Prof. Dr. Boris Previšić, Direktor des Instituts «Kulturen der Alpen», war von den Grabungen auf 2800 Meter über Meer schwer beeindruckt: «Es ist faszinierend und beängstigend zugleich, wie sich mit dem einmaligen Fund bei der Stremlücke die Menschheitsgeschichte des Holozäns schliesst: Kaum war die letzte Eiszeit vor ein wenig mehr als 10'000 Jahren vorbei, war der Mensch im hochalpinen Raum anzutreffen. Und just in diesem Raum werden wir Augenzeugen, wie der Gletscher buchstäblich und endgültig unter den Füssen wegschmilzt und wie wir uns nie mehr in eine Eis-, sondern in eine Heisszeit katapultieren. Die Notbergung ist nicht nur historisch, sondern erdhistorisch relevant. Ich bin sehr dankbar, können wir als Institut der Alpen für die Aufarbeitung dieses sensationellen Funds hochwertige Forschung leisten!»
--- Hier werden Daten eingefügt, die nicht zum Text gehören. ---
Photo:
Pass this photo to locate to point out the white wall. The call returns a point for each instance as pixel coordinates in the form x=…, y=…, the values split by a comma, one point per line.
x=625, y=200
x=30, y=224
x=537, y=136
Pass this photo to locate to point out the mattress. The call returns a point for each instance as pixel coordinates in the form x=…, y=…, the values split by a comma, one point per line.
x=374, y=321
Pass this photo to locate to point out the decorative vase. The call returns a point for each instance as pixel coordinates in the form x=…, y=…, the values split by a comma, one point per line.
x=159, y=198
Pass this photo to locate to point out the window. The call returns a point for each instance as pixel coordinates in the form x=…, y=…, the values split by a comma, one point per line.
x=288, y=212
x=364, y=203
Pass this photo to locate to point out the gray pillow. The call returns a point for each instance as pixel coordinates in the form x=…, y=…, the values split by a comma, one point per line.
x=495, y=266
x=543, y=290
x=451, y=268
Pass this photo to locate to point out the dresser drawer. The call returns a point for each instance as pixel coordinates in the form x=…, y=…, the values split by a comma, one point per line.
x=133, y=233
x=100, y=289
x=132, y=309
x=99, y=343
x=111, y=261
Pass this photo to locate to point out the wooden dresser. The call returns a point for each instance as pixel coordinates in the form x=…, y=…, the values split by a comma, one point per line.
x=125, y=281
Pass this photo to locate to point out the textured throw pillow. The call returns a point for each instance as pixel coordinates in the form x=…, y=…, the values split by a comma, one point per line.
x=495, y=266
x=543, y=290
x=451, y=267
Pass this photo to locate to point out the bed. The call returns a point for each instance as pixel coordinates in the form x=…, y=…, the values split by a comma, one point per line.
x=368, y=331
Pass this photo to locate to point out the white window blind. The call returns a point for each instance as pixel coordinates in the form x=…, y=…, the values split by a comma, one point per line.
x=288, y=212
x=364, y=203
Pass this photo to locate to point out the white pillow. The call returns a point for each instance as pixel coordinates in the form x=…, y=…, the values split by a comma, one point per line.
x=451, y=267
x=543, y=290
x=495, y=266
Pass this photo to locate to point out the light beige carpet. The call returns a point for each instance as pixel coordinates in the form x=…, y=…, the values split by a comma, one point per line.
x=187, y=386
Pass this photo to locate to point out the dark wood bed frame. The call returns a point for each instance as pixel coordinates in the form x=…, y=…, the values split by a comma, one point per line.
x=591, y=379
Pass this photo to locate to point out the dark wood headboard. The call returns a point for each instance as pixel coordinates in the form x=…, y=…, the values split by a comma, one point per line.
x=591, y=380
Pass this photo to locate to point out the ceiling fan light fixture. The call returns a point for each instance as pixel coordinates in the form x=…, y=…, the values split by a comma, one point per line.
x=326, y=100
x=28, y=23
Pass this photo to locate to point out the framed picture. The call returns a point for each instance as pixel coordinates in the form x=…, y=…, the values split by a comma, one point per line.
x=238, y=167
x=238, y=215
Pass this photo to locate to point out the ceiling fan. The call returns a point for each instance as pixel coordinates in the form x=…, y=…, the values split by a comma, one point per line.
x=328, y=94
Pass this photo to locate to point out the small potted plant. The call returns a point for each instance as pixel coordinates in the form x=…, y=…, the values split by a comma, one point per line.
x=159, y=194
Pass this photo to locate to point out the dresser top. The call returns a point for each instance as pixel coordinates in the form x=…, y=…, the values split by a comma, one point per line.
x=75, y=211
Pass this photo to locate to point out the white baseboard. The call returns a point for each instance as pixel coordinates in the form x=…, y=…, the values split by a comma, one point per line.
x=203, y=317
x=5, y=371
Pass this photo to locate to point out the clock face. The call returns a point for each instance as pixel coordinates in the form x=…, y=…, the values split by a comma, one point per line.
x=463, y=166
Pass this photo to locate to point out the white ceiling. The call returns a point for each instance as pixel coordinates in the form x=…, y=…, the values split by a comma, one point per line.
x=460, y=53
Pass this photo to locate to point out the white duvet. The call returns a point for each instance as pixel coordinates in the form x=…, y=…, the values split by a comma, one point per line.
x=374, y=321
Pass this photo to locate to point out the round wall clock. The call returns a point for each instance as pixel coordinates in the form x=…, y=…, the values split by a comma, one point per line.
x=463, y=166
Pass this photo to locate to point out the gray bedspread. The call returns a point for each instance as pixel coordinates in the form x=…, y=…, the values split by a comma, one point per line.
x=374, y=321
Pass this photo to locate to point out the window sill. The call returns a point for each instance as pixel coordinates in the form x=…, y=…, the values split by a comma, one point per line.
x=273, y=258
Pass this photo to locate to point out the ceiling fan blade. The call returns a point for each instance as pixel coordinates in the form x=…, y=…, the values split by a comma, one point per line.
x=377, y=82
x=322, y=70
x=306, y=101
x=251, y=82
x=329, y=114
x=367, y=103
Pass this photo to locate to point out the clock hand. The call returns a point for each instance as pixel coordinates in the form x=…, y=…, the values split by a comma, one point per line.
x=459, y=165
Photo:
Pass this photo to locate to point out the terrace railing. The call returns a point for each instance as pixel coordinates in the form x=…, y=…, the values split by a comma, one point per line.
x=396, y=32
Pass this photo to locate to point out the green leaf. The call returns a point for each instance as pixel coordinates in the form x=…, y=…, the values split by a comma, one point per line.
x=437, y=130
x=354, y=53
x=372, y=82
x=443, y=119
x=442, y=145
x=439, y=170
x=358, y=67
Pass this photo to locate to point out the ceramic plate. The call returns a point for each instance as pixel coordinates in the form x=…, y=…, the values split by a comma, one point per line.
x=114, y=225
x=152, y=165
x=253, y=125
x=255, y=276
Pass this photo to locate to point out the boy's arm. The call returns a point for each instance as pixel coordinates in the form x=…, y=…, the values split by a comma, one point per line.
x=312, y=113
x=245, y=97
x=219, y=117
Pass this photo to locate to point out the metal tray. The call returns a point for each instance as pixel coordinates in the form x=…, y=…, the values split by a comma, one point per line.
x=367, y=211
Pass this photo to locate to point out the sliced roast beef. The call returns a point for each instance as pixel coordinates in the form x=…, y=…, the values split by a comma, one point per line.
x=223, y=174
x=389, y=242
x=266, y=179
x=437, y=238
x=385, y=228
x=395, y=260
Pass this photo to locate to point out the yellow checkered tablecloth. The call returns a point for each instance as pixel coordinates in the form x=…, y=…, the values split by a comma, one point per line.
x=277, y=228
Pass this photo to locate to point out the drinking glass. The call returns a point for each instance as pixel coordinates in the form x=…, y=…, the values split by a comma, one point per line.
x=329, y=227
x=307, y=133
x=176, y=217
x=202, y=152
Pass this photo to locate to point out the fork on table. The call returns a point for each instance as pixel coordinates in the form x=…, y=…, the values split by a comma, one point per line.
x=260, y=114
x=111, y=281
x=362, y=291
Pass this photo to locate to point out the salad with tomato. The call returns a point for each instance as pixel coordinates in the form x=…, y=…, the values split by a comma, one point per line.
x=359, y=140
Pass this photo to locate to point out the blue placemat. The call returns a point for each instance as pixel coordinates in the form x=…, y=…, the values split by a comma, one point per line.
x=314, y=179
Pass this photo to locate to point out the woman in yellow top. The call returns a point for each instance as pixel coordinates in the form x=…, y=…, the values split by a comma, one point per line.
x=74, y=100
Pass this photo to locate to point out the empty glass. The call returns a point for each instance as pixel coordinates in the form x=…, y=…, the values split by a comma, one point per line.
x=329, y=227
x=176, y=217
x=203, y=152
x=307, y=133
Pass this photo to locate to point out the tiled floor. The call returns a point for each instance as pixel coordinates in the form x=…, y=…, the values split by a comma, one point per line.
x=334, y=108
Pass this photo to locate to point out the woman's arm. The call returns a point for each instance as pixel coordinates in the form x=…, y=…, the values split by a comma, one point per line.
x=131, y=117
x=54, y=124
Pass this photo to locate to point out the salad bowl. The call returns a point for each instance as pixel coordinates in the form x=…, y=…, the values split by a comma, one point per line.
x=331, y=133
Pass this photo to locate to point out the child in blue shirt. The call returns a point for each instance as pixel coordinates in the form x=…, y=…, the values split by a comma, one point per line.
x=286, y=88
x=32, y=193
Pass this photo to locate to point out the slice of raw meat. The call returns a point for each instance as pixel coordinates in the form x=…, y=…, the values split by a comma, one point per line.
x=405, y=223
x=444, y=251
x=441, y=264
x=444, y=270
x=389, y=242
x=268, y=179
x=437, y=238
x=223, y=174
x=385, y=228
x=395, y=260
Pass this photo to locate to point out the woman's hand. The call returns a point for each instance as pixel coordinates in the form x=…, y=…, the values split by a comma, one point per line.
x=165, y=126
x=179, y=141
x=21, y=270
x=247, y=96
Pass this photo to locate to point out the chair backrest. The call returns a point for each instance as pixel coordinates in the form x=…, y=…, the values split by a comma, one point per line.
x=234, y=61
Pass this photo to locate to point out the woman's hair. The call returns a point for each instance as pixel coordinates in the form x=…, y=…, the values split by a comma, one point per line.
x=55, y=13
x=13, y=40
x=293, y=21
Funde müssen gemeldet werden
Die Gletscher in den Alpen ziehen sich stark zurück und geben viele Objekte zum Vorschein, die während Jahrhunderten im Eis eingeschlossen waren. Solche Funde sind für die Archäologie von besonderer Bedeutung. Objekte aus organischem Material (Textilien, Holz, Leder, Haut, etc.) können im Eis über sehr lange Zeiträume erhalten bleiben – viel länger als in gewöhnlichen Böden. Sie liefern Informationen über längst vergangene Epochen.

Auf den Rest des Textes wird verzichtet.